En este eremitorio, que llevaba el sugestivo nombre de «la Soledad del Encuentro», San Leonardo redactó aquel mismo año sus Propósitos, férreo programa detallado y razonado de su lucha por la perfección, que define «trato íntimo y comercio interior con Dios Uno y Trino». Poniendo como fundamento la desconfianza en sí mismo, se crea una inaccesible zona de seguridad, «una soledad mental llamada por mí País de la Fe, donde en olvido de todas las criaturas hablaré y conversaré con Dios». Armazón del edificio espiritual son las tres obras principales del día: la santa misa, precedida de la confesión y celebrada siempre con cilicio; el oficio divino, meditando la pasión del Señor; la oración mental, «mi pan cotidiano», que extendía a todas las horas libres de la jornada. Con el «cuchillo de la mortificación» a la mano, San Leonardo fija el método ascético de adquisición y ejercicio de las virtudes teologales, votos monásticos y virtudes de religión, humildad, caridad con el prójimo y modestia; detalla las prácticas piadosas del día y las especiales de cada semana y mes, y reglamenta sus devociones predilectas: la pasión del Señor, que «meditaré día y noche»; el ejercicio del vía crucis, «que introduciré sin perdonar fatiga y aun lo impondré frecuentemente por penitencia»; la devoción a la Santísima Virgen, «cuyo sermón predicaré con especial fervor», llevando además por toda la vida, en memoria de sus siete dolores, una cruz con siete puntas sobre el pecho. Cada obra ha de llevar la etiqueta de la pureza de intención, la «nata del amor de Dios»; cada transgresión será castigada con el rezo del «Miserere» o una cruz en tierra con la lengua. Para la renovación de la pureza de intención y petición de la ayuda divina se propone la jaculatoria «Jesús mío, misericordia», que repetía millares de veces al día y recomendaba insistentemente a sus dirigidos y misionados. «El sello de todos estos mis propósitos –termina– será la presencia continua de Dios», para lo cual se ayudará de la mencionada jaculatoria y de un ingenioso recurso nemotécnico: a los dedos de la mano.

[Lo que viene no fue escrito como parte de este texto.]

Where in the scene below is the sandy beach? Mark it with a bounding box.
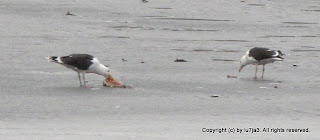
[0,0,320,140]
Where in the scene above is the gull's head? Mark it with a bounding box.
[239,55,248,72]
[100,64,110,78]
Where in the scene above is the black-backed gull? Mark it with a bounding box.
[47,54,110,87]
[239,47,284,79]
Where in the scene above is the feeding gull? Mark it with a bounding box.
[239,47,284,79]
[47,54,121,87]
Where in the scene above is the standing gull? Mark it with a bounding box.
[239,47,284,79]
[47,54,110,87]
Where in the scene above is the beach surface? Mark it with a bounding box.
[0,0,320,140]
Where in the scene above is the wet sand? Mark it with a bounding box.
[0,0,320,140]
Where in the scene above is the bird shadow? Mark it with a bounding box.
[238,78,283,83]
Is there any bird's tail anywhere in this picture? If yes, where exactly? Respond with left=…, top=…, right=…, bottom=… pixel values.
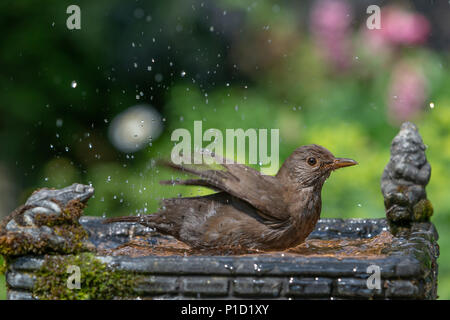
left=103, top=216, right=142, bottom=224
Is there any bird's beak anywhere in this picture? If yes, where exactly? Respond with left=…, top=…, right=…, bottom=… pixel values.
left=333, top=158, right=358, bottom=170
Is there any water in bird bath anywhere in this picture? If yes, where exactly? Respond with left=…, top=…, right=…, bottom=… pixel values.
left=101, top=231, right=392, bottom=259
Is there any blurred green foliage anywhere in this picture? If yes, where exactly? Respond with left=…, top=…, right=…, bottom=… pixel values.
left=0, top=0, right=450, bottom=299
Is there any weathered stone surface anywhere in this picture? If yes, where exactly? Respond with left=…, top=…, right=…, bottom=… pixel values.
left=233, top=277, right=283, bottom=298
left=381, top=122, right=433, bottom=225
left=4, top=218, right=439, bottom=299
left=386, top=280, right=423, bottom=298
left=181, top=277, right=228, bottom=297
left=135, top=276, right=180, bottom=295
left=286, top=277, right=333, bottom=298
left=333, top=278, right=383, bottom=299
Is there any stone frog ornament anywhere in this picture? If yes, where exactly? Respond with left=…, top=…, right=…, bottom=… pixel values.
left=381, top=122, right=433, bottom=226
left=0, top=183, right=94, bottom=256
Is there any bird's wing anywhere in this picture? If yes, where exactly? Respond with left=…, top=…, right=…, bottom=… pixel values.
left=161, top=151, right=289, bottom=221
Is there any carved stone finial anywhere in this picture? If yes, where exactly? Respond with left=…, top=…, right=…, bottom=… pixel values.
left=0, top=183, right=94, bottom=256
left=381, top=122, right=433, bottom=226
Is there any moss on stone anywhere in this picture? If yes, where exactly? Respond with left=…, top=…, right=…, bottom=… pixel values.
left=0, top=256, right=6, bottom=276
left=0, top=200, right=91, bottom=256
left=413, top=199, right=433, bottom=221
left=33, top=253, right=139, bottom=300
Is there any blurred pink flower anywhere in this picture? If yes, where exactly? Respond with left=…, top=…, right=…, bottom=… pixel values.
left=364, top=6, right=431, bottom=45
left=388, top=62, right=427, bottom=123
left=310, top=0, right=352, bottom=69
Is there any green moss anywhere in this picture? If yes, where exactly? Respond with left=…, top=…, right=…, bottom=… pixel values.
left=413, top=199, right=433, bottom=221
left=0, top=200, right=90, bottom=256
left=33, top=253, right=139, bottom=300
left=0, top=256, right=6, bottom=276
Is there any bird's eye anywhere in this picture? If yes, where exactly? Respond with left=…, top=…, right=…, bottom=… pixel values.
left=306, top=157, right=317, bottom=166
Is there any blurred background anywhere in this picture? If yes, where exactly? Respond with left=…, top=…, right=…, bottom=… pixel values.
left=0, top=0, right=450, bottom=299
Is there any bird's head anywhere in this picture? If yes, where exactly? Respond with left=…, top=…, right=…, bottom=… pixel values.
left=277, top=144, right=358, bottom=188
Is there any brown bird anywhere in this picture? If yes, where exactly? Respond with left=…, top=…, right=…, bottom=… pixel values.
left=105, top=145, right=357, bottom=250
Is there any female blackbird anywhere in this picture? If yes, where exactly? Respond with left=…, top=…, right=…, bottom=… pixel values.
left=105, top=145, right=357, bottom=250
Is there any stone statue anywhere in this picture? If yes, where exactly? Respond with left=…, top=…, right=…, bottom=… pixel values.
left=381, top=122, right=433, bottom=229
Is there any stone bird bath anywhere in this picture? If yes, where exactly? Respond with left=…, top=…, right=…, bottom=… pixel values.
left=0, top=123, right=439, bottom=300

No se trata del cuaderno de un novicio fervoroso; estos 66 propósitos eran la experiencia y ejercicio de veinte años de religioso perfecto. Cinco veces los revisó y copió, poniéndolos a la firma del confesor para tener el mérito de la obediencia. La última ratificación y copia en 1745, a los sesenta y nueve años de edad, testifican la plena validez y eficacia de este manualito privado de ascética y mística, cuya observancia, minuto a minuto, llevó a nuestro Santo a las más altas cumbres de la santidad.
La fórmula de la espiritualidad de San Leonardo consistió en la equilibrada combinación de contemplación y acción. O como decía él mismo al definir su vocación: «Misión, estando siempre ocupado por Dios; soledad, estando siempre ocupado en Dios». Eterno ermitaño en su corazón, abandonaba la paz conventual para «la campaña contra el infierno», como llamaba a las misiones populares, el género predilecto de su apostolado, comenzando ya en 1708. Compuestos al principio su Cuaresma y los Sermones de misión, no se cuidó de renovarlos, y repitiéndolos apenas retocados en los mismos lugares –en Roma cerca de veinte veces–, los efectos fueron siempre maravillosos. Con un lenguaje sencillo y directo –una perla rara en aquella época del ridículo y huero barroquismo oratorio–, exponía los novísimos, la gravedad del pecado, los males del escándalo, atacando con especial vehemencia e ironía al chichisbeo, el típico y pecaminoso galanteo de aquel siglo sensual y morboso. Personalmente con los pecadores era sereno, jovial y benigno, poniendo en una buena confesión el fin principal de las misiones.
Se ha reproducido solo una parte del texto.